Monday, February 1, 2010

my escape

@ 8:00 am, i found myself in mukherjee's class.... obviously 50 percent janta is absent and many of them r coming in a rush just for attendance (no one is listening wat bakar he is doin during his classes)... well i was on last bunch and 3 rows in front of me r just blank same as my mind....

hey dude concentrate on the roll calls....

bcoz if u miss your call den mukherjee is not goin to give u dat shit(attendance) ... just due to this gr8 students lyk us hav to wake up @ 7.45 only for dat fucking attendence.....

i was glaring out of the back door as sameer and kd ( both of another branch) were waiting for me...

"yar how should i escape from this unbearable hell" i was thinking about my way to go out......and here comes my call...

PRESENT SIR.... making my voice as confident as i m a regular geek in his class....

after giving me a devil look and noticing me ( as i was sitting alone in last bench).. due to my fucking brown hairs..... he continued to next roll number...

"definately he is thing bout his zero friction head top...... after givin a look to my uncombed hairs...... "

as he continues..me somehow make a passage to slid throw the door without making noise..

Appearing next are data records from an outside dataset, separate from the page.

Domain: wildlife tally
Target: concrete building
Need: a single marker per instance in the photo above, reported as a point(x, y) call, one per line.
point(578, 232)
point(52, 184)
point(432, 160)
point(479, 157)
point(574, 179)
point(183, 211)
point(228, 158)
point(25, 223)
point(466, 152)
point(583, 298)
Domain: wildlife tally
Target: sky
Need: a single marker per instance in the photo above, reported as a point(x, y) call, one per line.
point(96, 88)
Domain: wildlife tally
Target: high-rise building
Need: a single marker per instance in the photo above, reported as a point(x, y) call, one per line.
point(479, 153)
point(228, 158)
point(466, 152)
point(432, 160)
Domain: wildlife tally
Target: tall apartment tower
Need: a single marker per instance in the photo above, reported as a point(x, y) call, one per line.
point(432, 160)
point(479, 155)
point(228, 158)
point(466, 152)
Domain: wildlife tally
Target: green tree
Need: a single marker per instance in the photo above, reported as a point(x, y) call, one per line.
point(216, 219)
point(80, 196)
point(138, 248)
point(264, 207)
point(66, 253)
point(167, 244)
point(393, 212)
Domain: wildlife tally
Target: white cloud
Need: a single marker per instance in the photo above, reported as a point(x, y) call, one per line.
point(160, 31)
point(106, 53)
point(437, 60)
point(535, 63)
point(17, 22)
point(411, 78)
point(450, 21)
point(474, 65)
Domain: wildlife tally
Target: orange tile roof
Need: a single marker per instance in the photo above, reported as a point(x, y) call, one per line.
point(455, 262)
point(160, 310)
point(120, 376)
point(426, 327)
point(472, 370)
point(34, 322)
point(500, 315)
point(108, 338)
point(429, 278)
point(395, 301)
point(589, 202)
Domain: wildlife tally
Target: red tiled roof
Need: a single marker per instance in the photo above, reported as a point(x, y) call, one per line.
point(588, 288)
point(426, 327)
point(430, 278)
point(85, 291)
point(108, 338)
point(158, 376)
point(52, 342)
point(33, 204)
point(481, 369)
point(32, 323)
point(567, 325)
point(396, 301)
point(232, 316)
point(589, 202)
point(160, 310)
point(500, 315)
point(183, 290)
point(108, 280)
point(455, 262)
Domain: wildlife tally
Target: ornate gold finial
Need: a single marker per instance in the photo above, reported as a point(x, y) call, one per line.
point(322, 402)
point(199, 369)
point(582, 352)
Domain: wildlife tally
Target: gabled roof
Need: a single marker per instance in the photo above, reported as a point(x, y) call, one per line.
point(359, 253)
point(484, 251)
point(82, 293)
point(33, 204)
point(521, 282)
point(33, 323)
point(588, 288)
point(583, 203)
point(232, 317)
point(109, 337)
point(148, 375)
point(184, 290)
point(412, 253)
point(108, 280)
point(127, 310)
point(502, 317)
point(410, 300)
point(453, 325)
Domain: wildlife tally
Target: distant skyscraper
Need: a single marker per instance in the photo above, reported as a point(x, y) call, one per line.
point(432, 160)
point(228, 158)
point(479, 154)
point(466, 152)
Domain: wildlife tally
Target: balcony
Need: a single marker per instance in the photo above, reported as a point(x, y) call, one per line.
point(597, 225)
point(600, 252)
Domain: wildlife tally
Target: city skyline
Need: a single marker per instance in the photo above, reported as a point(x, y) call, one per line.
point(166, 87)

and again i have a victory over dat shitty lacture of fluid mechanics...

..............



Sunday, January 31, 2010

morning @ ISM

shit its 7 : 40 already and my cell was blaring at full volume again....

" S@tyArtH i know you are lonely now just switch off that fucking alarm and let me sleep for 5 more minutes ". this was Ni$hanT my roomie(roommate)

"Its Mukharjee’s period .... if late forget attendance chal uth jaa @#$% "

"fuck off"

" BANG !!!" the door cracks open ............

It wasn't locked from inside , how could it be there is no door lock (it was broken by Vivek khetan when he needed water at 5 am , since then it is always open)

ENTERS viVek

"toothpaste ya handwash main se kuch ek de do yaar "

"handwash wahan padi hai , toothpaste wing main kiske pass hai , mujhe bhi chahiye "

its 7:45 and i am still on bed . Time to act

15 minutes to go for attendance

Finally toothpaste surfaces from somewhere in the wing . God bless the owner. Wing 8 rocks ....

It took me 5 minutes to perform my essential morning activities.

I somehow manage to find facewash (its essential when you......... you.......... you don't take bath before going to class .... :) )

10 minutes to go ..............

back to room

"NiShanT abhi tak so raha hai ..... 10 min bach rahe hain"

" abe proxy maar hi dena ab, main kal teri maar donga ....."

" aur ye kal kab aayega ????"

"kal sure"

"lagegi to laga doonga "

"love you ... muaahhhh (it was a flying kiss)"

It took me a matter of seconds to change in to jeans from lowers (one down another up,that's it).

No need to change T-shirt , it'll go for another 2 days.

deo hai na ....

You see there is one big benefit of being in no female branch (my branch is called bin maa ki aaulad as female candidates are not allowed ),you don't have to prepare yourself before mirror ..

5 minutes to go..

i am ready to go,and yes while packing my bag i don't forget to slide in few magazines, a survival strategy at ISM's prof's classes.